Jesuit Cairo reopens restored Studio Nasibian Theatre three years after fire

Ati Metwaly , Monday 20 May 2024

The fully restored Studio Nasibian Theatre, a stage run by Jesuit Cairo, reopened on Saturday after it had been gutted by fire on 31 October 2021.

Nasibian Theatre


One of the oldest studios and theatre stages in Cairo, Studio Nasibian was founded in the Faggala district, downtown Cairo, in 1937 by photographer Herant Nasibian, the head of the Armenian community in Egypt at the time.

The original studio included a laboratory for film processing and printing, sound recording and editing rooms, and a studio where indoor scenes were filmed.

Nasibian's studio contributed to the production of numerous films in the 1930s and 1940s. 

In 1952, Nasibian sold the studio and left Egypt after the July Revolution.

In the late 1990s, the studio was sold to its current operator, the Nahda Culture and Scientific Renaissance Association - also known as Nahda Association, Jesuit Cairo.

Nasibian was privy to the production of some iconic films, such as El-Fettewa (1957), Cairo Station (1958), Arous El-Nil (1963), and Shafika and Metwalli (1981).

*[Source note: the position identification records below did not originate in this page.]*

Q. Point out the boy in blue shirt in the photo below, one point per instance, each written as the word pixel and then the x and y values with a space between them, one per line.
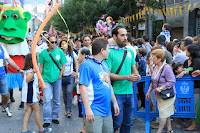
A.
pixel 96 90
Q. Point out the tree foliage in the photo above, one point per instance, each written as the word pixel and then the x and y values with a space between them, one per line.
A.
pixel 85 13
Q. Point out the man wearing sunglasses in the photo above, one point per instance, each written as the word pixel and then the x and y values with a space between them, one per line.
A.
pixel 52 65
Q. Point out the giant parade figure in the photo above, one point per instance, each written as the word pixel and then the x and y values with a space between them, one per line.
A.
pixel 13 28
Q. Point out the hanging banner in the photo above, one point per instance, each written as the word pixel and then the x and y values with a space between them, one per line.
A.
pixel 180 10
pixel 168 11
pixel 171 10
pixel 175 9
pixel 189 7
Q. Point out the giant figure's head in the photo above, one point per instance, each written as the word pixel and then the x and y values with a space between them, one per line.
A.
pixel 13 24
pixel 1 5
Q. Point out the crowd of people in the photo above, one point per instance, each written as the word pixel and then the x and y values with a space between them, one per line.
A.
pixel 102 71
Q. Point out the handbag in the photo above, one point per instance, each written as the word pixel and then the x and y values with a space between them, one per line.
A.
pixel 53 59
pixel 168 93
pixel 120 66
pixel 66 80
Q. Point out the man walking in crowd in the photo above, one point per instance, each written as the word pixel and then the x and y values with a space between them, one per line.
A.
pixel 161 41
pixel 181 57
pixel 96 90
pixel 122 80
pixel 145 41
pixel 3 81
pixel 50 61
pixel 87 41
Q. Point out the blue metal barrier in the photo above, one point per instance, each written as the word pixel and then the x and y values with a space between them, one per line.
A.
pixel 184 103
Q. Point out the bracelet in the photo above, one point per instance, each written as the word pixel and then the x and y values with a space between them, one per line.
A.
pixel 128 77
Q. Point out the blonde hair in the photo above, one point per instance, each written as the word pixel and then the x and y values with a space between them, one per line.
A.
pixel 159 53
pixel 13 9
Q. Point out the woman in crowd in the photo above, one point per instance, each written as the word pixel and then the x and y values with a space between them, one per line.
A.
pixel 68 78
pixel 162 79
pixel 191 65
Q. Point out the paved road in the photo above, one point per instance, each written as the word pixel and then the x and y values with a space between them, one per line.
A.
pixel 73 125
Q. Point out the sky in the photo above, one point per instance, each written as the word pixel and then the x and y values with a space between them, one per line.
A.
pixel 34 1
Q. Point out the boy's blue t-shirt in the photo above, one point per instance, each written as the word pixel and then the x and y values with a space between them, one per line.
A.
pixel 97 79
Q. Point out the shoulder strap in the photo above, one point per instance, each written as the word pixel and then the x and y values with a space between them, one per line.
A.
pixel 160 74
pixel 120 66
pixel 53 59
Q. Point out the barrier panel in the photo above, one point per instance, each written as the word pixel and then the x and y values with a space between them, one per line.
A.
pixel 184 103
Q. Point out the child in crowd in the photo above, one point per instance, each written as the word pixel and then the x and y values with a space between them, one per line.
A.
pixel 166 31
pixel 178 68
pixel 83 53
pixel 31 95
pixel 142 71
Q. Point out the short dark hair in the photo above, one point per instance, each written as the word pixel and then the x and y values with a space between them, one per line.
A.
pixel 139 41
pixel 85 51
pixel 145 37
pixel 69 49
pixel 176 66
pixel 161 39
pixel 116 28
pixel 129 38
pixel 50 37
pixel 194 51
pixel 87 35
pixel 187 42
pixel 44 33
pixel 28 62
pixel 167 26
pixel 98 44
pixel 142 51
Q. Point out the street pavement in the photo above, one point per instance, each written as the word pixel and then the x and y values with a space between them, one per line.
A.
pixel 67 125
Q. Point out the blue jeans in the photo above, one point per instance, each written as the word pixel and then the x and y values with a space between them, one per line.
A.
pixel 68 93
pixel 3 86
pixel 54 88
pixel 125 118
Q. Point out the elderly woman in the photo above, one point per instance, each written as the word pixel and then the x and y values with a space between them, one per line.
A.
pixel 165 75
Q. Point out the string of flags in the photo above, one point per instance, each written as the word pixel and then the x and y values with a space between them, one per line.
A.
pixel 165 12
pixel 79 33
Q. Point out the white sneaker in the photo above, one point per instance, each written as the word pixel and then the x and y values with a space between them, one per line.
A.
pixel 9 113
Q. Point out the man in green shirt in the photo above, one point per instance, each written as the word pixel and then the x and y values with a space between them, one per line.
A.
pixel 122 81
pixel 52 78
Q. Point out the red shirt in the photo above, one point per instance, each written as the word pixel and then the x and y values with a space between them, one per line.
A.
pixel 19 60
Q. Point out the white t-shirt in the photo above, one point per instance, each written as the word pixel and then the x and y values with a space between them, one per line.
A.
pixel 41 47
pixel 133 49
pixel 28 95
pixel 6 56
pixel 69 65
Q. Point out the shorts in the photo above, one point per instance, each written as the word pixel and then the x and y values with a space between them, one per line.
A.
pixel 32 103
pixel 3 85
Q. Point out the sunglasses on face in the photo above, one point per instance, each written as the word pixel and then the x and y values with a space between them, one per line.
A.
pixel 52 42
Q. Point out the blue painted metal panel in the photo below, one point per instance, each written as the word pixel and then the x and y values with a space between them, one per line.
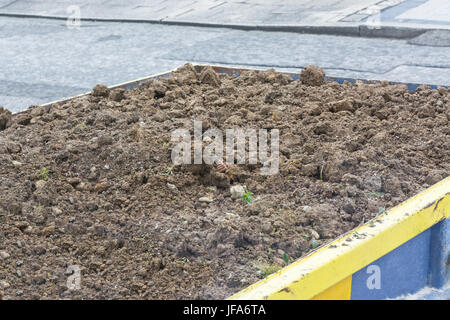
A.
pixel 439 255
pixel 395 279
pixel 426 257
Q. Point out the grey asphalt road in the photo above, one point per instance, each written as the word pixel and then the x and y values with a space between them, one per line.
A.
pixel 43 60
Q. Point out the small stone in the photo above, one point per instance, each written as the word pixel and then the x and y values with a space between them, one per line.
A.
pixel 314 234
pixel 4 255
pixel 206 199
pixel 118 94
pixel 100 187
pixel 349 208
pixel 172 187
pixel 40 184
pixel 56 211
pixel 37 111
pixel 312 76
pixel 343 105
pixel 4 284
pixel 237 191
pixel 209 76
pixel 374 183
pixel 100 90
pixel 48 230
pixel 16 163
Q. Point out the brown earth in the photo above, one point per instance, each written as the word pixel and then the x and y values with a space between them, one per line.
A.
pixel 91 182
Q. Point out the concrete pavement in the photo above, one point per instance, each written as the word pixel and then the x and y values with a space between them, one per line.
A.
pixel 43 60
pixel 380 18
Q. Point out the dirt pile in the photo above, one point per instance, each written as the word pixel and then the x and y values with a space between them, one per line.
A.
pixel 91 183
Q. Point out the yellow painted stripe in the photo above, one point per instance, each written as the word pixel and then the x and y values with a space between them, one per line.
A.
pixel 312 275
pixel 340 291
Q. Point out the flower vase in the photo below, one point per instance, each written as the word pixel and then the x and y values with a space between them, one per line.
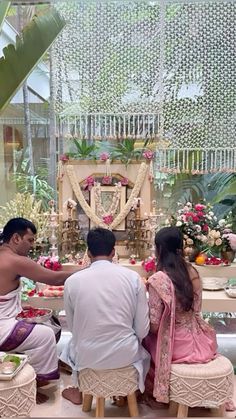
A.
pixel 190 253
pixel 228 255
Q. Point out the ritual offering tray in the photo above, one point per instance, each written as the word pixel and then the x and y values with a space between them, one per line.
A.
pixel 10 365
pixel 35 315
pixel 214 283
pixel 51 291
pixel 230 289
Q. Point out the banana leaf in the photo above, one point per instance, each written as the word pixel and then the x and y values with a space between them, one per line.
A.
pixel 20 60
pixel 4 6
pixel 229 190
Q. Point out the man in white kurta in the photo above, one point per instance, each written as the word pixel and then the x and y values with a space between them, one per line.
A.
pixel 107 312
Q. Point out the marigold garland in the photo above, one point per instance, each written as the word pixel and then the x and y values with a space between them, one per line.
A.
pixel 125 211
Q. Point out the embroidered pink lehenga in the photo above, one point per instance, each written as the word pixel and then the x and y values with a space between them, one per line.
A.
pixel 182 336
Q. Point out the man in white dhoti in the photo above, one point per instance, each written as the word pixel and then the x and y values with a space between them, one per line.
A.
pixel 37 341
pixel 107 313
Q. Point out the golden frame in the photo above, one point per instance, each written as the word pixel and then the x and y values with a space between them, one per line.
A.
pixel 105 190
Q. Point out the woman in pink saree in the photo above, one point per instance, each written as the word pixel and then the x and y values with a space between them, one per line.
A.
pixel 178 334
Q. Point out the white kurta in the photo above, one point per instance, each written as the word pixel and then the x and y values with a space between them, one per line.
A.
pixel 107 313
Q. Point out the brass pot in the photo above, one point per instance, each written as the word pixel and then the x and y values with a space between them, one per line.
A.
pixel 228 255
pixel 191 253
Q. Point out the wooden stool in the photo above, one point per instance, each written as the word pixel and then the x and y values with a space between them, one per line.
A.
pixel 107 383
pixel 201 385
pixel 18 396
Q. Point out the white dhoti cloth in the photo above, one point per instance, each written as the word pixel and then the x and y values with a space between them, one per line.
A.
pixel 35 340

It has hosted nukerous iconic troupes and artists and organized cinema workshops for movie-lovers over the decades.

Several Egyptian independent artists and cultural bodies donated to the theatre's restoration.

The restored stage hosted a Ramadan programme last April.

The reopening of the stage coincided with the 25th anniversary of the establishment of the Nahda Association.

It also coincided with the first anniversary of the passing of Father William Sidhom - the founder and spiritual father of the association.